Hari ke-18 : Friends

Saturday, March 24th 2012

Satu manfaat yang sangat berharga dan patut disyukuri dari meninggalkan lingkungan lama dan masuk ke dalam lingkungan yang baru adalah, semakin banyak kita bisa mengenal orang. Lebih dari 90% orang-orang yang kutemui di Taiwan belum pernah kutemui sebelumnya. Beberapa menjadi teman baik, beberapa menjadi teman sehobi sepermainan, beberapa kenal seadanya, beberapa hanya bisa dikagumi tanpa dikenal. Apalagi di era internet seperti sekarang, kita bahkan bisa mencari lingkungan baru yang ada di dunia maya. Dan aku cukup bersyukur telah mengenal banyak orang selama di Taiwan, banyak yang bisa dijadikan contoh dan inspirasi.

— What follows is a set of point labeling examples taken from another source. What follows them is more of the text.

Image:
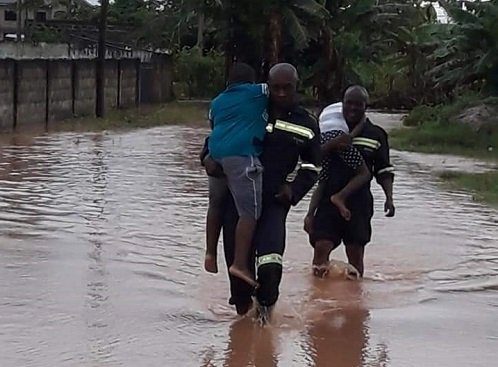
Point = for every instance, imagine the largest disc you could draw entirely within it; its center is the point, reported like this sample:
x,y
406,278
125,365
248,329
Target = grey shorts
x,y
218,191
245,180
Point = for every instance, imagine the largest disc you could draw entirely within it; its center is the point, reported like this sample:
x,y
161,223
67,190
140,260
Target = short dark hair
x,y
241,73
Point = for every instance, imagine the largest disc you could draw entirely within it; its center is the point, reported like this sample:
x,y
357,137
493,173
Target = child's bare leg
x,y
357,182
218,191
340,202
213,230
243,242
323,248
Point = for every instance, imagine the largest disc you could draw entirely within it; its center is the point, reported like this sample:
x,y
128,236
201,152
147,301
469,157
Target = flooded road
x,y
101,242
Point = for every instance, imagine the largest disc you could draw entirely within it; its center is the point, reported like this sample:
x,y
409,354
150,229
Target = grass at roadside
x,y
484,186
173,113
445,139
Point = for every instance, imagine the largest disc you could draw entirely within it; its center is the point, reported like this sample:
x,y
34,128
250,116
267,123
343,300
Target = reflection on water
x,y
101,237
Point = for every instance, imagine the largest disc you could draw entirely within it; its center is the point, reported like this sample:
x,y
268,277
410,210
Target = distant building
x,y
41,11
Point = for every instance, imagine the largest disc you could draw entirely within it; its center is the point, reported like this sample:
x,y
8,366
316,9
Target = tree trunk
x,y
275,32
100,72
19,21
323,75
200,29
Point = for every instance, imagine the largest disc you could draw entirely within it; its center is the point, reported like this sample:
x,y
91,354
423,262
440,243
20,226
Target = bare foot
x,y
341,205
321,271
243,274
211,264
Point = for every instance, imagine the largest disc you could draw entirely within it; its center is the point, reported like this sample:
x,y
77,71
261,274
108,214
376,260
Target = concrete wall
x,y
60,89
6,94
128,83
111,84
66,51
40,91
31,92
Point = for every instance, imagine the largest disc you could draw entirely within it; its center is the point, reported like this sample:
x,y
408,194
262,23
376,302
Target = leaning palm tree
x,y
469,52
293,17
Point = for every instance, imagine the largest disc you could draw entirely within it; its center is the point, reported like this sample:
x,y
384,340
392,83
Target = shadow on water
x,y
101,242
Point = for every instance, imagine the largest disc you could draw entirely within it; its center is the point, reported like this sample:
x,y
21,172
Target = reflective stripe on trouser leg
x,y
269,259
269,277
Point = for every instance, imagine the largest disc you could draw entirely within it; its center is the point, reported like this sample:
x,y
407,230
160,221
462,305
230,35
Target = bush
x,y
423,114
199,75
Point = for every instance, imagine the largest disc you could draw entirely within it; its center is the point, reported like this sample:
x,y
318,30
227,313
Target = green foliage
x,y
434,129
199,75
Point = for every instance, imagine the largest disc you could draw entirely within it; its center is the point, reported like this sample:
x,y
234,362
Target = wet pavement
x,y
101,243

Di Taipei sendiri, kebanyakan teman yang kukenal berasal dari kampus tetangga, NTUST. Di sana lebih banyak terdapat mahasiswa Indonesia dibandingkan di kampusku. Aku bahkan merasa lebih banyak mengenal mereka dibandingkan teman-teman Indonesia yang ada di kampus. Setiap kali ditanya ada berapa orang Indonesia yang ada di NTU? Paling aku hanya menyebutkan sejumlah yang pernah kukenal, ditambah beberapa. Sebabnya kita memang jarang kumpul-kumpul. Kecuali jika ada kegiatan di asosiasi mahasiswa asing. Aku baru tahu setelah sekian lama jika anak-anak Indonesia di kampusku punya organisasi sendiri. Aku tahu ketika menyaksikan mereka melakukan dance untuk kegiatan mahasiswa asing, dan pembawa acara menyebutkan bahwa mereka berasal dari Indonesia. Jadi aku lebih sering bergaul dengan teman-teman dari NTUST. Selain bergaul lewat Formmit cabang utara satu atau Formmit-Utaratu, dengan teman-teman NTUST aku juga sering ikutan bermain bola, jalan-jalan, dan foto-foto.

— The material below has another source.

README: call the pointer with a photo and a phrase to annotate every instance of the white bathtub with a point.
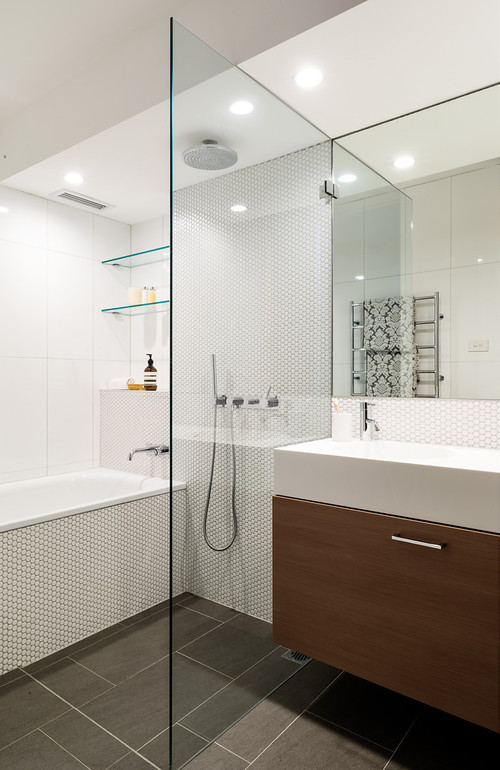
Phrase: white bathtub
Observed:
(64, 577)
(23, 503)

Lingkaran bersosialisasi lainnya adalah dengan teman-teman Formmit pusat. Di sini secara tidak langsung dapat melebarkan sayap silaturahmi hingga menjangkau hampir seluruh kampus di Taiwan yang terdapat mahasiswa muslim Indonesianya. Di Formmit lah aku mengenal teman-teman yang berada di selatan, tengah, dan utara yang lainnya. Karena dulu belum ada PPI-Taiwan, maka Formmit lah sarana untuk mengenal teman-teman yang terpencara ke berbagai penjuru Taiwan. Dengan adanya kegiatan yang sering mereka lakukan dengan tempat-tempat menyebar, aku jadi punya alasan untuk menjelajah Taiwan lebih jauh.

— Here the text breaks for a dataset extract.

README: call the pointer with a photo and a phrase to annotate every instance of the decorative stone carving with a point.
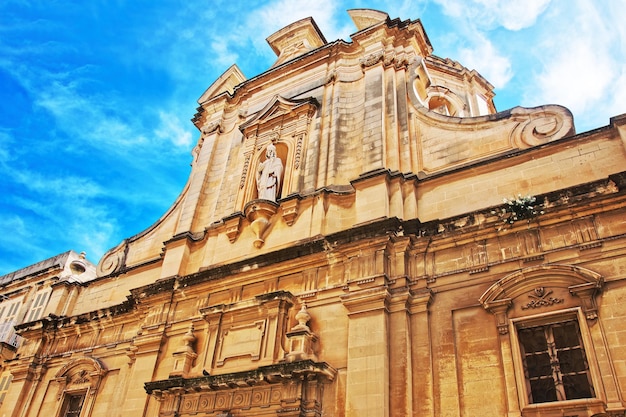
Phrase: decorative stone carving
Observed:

Beralih ke dunia maya, aku menemukan lingkaran lainnya di Radio PPI Dunia. Berawal dari rasa iseng-iseng, akhirnya aku merasa cukup nyaman dengan orang-orang yang ada di dalamnya. Lebih beragam, lebih menarik. Karena berasal dari latar lingkungan yang berbeda, mereka sering membukakan mataku lebih lebar untuk mengenal dunia. Cerita-cerita dari ujung utara Amerika, serunya Eropa, ramainya Mesir, dan Australia, bisa kudapatkan dari mereka. Kami masih cukup sering keep-in-touch melalui kopdar-kopdar kecil di Indonesia. Chemistry yang terbangun di antara kami agak unik, kami merasa sudah saling mengenal cukup lama walaupun jarang bertemu muka.

Lingkaran-lingkaran sosial lainnya cukup beragam, walaupun tidak sebesar Formmit, dan Radio PPI Dunia. Seperti teman-teman satu apartemen, teman-teman yang sedang belajar bahasa, teman-teman di KDEI, teman-teman PPI-Taiwan, dan teman-teman pekerja.